Grilo no quarto
Pedro J. Bondaczuk
O
silêncio do meu quarto, da casa, do mundo, é quebrado apenas pelo
insistente cri-cri de um grilo. E pela água cantando na calha, já
que chove lá fora. Às vezes o ronco das crianças ou o seu ressonar
podem ser ouvidos em fundo, pois é alta madrugada. Que horas? Não
importa! Mas é tarde. No mais, tudo é quietude e solidão.
É
a situação ideal para ler algum livro que exija concentração
(como uma obra de filosofia, por exemplo, ou a de poemas de Ezra
Pound). Aliás, seria, não fosse a insistente cantilena do bichinho,
que dá nos nervos. Levanto, chinelo na mão, em busca do
grilo. Em vão. Procuro-o em um canto, no outro, embaixo da cama, ao
lado do criado-mudo, e não o encontro. Desisto de matá-lo.
Lembro-me
de algumas superstições.

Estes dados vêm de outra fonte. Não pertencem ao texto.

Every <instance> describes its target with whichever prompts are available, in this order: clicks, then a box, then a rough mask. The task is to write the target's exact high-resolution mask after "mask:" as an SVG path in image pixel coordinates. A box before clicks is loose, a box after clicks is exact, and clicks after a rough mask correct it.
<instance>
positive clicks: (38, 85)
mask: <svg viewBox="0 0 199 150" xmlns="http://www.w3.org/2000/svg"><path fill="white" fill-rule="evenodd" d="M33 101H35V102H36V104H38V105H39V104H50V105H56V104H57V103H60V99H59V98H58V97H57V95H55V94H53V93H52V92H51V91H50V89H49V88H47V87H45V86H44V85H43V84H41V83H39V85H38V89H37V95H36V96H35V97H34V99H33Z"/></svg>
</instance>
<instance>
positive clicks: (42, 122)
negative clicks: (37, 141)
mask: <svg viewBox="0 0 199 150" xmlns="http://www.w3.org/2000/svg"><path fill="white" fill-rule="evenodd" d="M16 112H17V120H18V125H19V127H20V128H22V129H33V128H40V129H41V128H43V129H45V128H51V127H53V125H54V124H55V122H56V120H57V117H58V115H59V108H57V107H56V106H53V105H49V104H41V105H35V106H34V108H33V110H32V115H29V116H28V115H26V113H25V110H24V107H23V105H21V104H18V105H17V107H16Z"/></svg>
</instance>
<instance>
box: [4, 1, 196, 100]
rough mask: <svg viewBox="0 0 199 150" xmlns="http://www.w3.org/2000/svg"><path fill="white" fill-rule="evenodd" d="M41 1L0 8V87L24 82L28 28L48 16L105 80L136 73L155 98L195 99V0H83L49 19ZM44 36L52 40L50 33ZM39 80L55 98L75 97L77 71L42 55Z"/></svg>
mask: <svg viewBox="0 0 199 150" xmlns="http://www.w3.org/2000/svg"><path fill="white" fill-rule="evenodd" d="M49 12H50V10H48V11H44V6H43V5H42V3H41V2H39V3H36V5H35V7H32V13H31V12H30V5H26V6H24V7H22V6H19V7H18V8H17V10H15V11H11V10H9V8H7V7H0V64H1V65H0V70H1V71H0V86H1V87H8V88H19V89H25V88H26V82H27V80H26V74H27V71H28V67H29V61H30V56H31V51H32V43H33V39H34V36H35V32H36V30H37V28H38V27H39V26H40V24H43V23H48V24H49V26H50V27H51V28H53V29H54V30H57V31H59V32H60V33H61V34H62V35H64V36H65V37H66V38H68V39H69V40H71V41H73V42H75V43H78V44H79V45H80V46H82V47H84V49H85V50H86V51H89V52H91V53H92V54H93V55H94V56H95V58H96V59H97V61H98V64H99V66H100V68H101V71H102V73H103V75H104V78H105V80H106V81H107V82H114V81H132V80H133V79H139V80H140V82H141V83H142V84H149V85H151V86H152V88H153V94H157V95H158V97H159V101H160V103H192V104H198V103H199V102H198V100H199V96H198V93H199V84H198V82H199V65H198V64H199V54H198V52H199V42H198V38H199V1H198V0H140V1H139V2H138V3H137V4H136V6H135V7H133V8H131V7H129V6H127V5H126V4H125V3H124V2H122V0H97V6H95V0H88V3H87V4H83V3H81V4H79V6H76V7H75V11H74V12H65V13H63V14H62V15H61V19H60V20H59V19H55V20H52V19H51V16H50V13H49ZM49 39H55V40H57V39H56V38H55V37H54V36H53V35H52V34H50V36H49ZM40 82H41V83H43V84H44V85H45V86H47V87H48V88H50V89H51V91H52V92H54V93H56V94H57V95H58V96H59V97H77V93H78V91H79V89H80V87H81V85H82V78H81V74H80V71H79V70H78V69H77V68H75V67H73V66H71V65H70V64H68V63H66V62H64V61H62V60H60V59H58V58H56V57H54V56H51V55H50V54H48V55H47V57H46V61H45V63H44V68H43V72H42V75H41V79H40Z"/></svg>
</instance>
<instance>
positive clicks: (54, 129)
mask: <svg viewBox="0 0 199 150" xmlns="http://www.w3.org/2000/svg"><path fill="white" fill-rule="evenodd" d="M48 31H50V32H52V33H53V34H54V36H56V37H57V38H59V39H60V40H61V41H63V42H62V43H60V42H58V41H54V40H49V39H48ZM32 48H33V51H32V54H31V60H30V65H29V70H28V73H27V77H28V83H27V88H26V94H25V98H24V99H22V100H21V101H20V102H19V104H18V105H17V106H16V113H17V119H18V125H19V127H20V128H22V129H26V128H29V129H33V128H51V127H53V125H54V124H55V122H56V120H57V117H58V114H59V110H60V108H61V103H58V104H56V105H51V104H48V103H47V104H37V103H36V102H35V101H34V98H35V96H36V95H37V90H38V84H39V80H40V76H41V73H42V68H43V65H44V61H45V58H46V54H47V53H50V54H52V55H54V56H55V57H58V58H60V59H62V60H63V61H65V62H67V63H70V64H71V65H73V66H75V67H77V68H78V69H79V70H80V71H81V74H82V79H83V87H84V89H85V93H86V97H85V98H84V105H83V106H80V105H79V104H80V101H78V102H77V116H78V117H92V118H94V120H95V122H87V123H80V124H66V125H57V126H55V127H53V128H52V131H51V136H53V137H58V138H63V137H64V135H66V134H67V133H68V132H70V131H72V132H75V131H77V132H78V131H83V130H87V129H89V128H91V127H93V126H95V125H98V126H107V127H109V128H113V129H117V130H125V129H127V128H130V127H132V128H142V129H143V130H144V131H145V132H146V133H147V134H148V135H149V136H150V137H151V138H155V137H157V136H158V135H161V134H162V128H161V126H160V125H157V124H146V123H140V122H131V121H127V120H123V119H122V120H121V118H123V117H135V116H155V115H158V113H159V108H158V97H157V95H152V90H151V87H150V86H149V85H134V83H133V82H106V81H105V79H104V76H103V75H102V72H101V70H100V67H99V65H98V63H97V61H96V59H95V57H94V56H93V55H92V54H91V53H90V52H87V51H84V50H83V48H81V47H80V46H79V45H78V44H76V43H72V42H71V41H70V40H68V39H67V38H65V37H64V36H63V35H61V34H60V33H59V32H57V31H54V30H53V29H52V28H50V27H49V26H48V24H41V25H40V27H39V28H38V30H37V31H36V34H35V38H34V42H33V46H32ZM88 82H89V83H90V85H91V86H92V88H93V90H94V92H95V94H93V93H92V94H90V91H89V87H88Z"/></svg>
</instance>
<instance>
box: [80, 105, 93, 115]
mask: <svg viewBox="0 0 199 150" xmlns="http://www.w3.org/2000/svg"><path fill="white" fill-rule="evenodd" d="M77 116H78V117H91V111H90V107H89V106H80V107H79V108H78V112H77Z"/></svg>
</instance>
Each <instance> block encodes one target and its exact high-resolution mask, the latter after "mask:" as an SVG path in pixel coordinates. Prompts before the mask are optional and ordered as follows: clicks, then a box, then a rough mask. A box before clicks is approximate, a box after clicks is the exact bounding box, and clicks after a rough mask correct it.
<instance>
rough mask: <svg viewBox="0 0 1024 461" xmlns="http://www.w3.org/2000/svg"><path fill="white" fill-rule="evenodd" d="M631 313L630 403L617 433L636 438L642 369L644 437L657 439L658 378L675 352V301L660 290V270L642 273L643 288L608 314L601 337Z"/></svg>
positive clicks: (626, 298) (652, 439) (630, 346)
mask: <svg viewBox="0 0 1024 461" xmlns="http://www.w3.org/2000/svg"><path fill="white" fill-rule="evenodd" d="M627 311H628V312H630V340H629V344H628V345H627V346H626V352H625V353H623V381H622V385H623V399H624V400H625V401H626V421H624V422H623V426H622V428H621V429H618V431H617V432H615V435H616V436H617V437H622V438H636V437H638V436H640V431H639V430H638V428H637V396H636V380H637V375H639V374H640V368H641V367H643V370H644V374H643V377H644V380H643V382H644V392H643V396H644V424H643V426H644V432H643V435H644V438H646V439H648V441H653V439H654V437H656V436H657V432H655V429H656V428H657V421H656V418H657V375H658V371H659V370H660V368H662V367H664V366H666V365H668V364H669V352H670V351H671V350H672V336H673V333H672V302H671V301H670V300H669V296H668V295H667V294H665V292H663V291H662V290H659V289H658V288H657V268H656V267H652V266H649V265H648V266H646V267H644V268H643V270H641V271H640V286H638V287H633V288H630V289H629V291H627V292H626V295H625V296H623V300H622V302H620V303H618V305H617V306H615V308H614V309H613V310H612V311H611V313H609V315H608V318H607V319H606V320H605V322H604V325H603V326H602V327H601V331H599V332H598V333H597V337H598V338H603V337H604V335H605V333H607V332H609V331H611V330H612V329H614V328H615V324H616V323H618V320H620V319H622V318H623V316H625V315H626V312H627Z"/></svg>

Há muitas envolvendo essa minúscula
criatura. Alguns dizem que quando um grilo canta no quarto é aviso
de que alguém das nossas relações vai morrer. Bobagem. Prefiro
acreditar em outra versão que garante que esse canto monótono, que
penetra como uma bala em nosso ouvido e parece ampliado no tímpano,
é sinal de sorte. Tomara que sim. Bem que preciso de uma certa
mãozinha do imponderável, do "acaso".
A
esta altura, minha concentração já foi para o espaço. O cri-cri
do grilo, dizem os estudiosos, faz parte do seu ritual de
acasalamento. Seria um menestrel cantando para a amada. Prefiro essa
versão. É mais simpática e faz com que eu suporte a cantilena com
maior paciência e até com certa cumplicidade. Sei, pelo menos, os
sacrifícios e as loucuras que nós humanos fazemos para conquistar
uma mulher que nos desperte os instintos e bagunce a nossa cabeça e
as nossas emoções.
O
inconveniente é que este grilo poderia ir cantar em outra freguesia.

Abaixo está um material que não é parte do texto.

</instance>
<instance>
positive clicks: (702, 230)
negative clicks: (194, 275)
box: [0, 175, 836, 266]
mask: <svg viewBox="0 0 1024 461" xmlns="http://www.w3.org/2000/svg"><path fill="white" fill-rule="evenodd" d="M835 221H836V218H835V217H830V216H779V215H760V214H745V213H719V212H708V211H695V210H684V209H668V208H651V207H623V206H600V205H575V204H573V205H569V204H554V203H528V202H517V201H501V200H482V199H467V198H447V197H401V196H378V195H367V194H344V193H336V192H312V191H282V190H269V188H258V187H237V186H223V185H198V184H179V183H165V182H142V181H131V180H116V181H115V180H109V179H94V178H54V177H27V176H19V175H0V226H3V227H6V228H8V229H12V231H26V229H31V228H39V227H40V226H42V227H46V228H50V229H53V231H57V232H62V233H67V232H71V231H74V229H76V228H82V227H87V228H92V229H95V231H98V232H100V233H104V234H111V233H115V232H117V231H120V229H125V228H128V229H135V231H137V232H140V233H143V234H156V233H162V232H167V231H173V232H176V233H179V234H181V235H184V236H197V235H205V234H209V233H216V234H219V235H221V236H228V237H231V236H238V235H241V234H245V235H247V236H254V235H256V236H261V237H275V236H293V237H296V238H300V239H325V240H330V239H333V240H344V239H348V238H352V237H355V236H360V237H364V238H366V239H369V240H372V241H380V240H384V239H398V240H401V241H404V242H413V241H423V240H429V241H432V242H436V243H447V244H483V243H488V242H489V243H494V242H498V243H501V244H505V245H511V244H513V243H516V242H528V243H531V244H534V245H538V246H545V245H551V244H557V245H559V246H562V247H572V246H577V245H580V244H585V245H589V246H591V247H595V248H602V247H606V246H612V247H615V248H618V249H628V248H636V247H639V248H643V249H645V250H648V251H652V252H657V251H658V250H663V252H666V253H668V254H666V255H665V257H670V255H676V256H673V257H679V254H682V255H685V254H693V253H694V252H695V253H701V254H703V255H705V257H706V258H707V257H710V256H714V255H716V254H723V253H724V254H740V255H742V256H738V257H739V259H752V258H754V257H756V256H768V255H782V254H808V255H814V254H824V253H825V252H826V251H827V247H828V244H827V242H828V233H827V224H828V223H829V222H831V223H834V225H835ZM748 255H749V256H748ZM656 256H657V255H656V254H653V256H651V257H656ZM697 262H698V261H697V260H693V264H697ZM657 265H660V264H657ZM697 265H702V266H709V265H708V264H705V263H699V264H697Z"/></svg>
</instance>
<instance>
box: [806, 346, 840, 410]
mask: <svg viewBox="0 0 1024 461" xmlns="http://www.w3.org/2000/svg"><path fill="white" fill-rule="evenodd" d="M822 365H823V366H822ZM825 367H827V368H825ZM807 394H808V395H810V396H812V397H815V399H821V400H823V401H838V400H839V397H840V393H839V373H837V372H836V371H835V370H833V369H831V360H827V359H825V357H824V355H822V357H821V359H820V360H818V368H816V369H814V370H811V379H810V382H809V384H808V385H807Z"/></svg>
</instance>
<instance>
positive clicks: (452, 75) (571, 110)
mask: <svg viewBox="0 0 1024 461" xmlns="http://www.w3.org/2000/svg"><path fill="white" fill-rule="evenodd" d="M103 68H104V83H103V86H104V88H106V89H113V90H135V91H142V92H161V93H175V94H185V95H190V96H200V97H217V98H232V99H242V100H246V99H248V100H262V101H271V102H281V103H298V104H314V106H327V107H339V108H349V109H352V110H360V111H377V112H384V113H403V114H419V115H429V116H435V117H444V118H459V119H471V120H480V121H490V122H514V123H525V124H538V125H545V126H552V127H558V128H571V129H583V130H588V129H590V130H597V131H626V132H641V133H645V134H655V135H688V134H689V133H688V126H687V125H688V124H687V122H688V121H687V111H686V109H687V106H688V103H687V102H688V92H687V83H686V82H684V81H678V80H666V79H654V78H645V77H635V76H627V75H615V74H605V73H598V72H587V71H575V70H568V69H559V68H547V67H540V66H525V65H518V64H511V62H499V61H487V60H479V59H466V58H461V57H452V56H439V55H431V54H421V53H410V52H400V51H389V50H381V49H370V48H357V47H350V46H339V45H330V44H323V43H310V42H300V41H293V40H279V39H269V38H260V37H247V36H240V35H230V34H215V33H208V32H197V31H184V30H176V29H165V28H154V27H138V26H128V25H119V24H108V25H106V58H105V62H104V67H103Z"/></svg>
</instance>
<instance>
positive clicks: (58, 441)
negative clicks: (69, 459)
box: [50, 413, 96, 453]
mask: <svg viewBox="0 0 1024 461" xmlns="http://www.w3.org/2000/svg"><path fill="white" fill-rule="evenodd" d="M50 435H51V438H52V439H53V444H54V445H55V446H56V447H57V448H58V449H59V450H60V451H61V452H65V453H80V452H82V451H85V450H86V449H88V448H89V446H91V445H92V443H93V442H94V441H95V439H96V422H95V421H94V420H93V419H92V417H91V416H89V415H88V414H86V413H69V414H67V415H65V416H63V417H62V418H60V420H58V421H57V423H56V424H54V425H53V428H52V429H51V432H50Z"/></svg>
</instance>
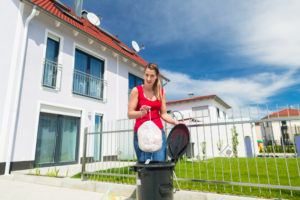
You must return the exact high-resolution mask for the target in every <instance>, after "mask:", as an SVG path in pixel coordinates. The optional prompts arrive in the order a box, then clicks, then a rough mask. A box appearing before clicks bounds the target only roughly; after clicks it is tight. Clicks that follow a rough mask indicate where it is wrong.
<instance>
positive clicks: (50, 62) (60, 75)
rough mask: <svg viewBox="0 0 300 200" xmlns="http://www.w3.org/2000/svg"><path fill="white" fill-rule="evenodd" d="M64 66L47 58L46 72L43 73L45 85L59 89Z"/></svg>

Por que tinha que ser exatamente em meu quarto e a esta hora, que
reservo para estudo e reflexão? Seria a minha consciência? Não
creio. Ultimamente ela anda em paz. Se não tenho sido um primor de
santidade, também não prejudico ninguém.
Aliás,
meu empenho com a profissão e com a literatura tem sido tão grande,
que mesmo que quisesse ser um sujeito errado, não teria tempo para
isso. Ademais, não sou Pinocchio, aquele personagem do escritor
italiano Colodi, um boneco de madeira, que acabou transformado em ser
humano, cuja consciência era um grilo falante.
Este
que me acompanha, nesta noite silente e chuvosa, não fala. É
cantante. Ou, para ser mais exato, é irritante. Lembro-me que Mário
Quintana tem um poemeto a respeito em seu livro "Sapato
Florido". Vou até a estante onde guardo as minhas obras
preferidas, as de cabeceira, separadas da biblioteca normal, e pego o
referido volume. Folheio-o a esmo e não tardo a encontrar o texto
que quero. Diz:
"O
grilo canta escondido…
e
ninguém sabe
de
onde vem
seu
canto…
nem
de onde vem
essa
tristeza imensa
daquele
último
lampião
da rua".
Quintana...
saudoso Quintana... Quanta falta nos faz sua postura bem-humorada
face à vida e seus versos irônicos, que não conseguiam disfarçar
uma profunda ternura pelas fraquezas e contradições humanas! O
bichinho, como que adivinhando que o desvio da minha linha de
raciocínio original estava me conduzindo para a melancolia, voltou a
cantar desesperado. Parecia que iria arrebentar, como uma taça de
cristal diante de uma nota aguda de algum soprano.
Agora
entendo porque as pessoas dizem, quando temos em mente algum problema
que nos incomoda e do qual não conseguimos nos livrar, que estamos
com "grilos na cabeça". Ligo a televisão. O controle
remoto da TV tornou-se uma arma quando desejamos nos livrar de
chatos, sejam eles humanos ou insetos.
Faço
uma ronda pelos canais e nenhum deles exibe alguma coisa que
justifique o gasto de energia elétrica. Um passa um filme da década
de 30, repetido no mínimo por cinquenta vezes. Outros apresentam
programações de telemarketing, em que vendedores eletrônicos,
"pastores do consumismo", tentam impingir aos incautos
insones, que aceitam a sua companhia, na ausência de outra mais
excitante, bugigangas perfeitamente dispensáveis. Tento assistir um
documentário no Discovery, mas desisto, pois este estava sendo
repetido pela enésima vez. Que chato!
Desligo
a TV e apago a luz. Aos poucos, o cansaço do dia começa a cobrar o
seu preço. O sono faz pesar minhas pálpebras, vai apagando a minha
mente e ao fundo, como se fosse a minha consciência, ouço o cri-cri
do grilo, que se transforma em uma deliciosa sinfonia...E apago de
vez...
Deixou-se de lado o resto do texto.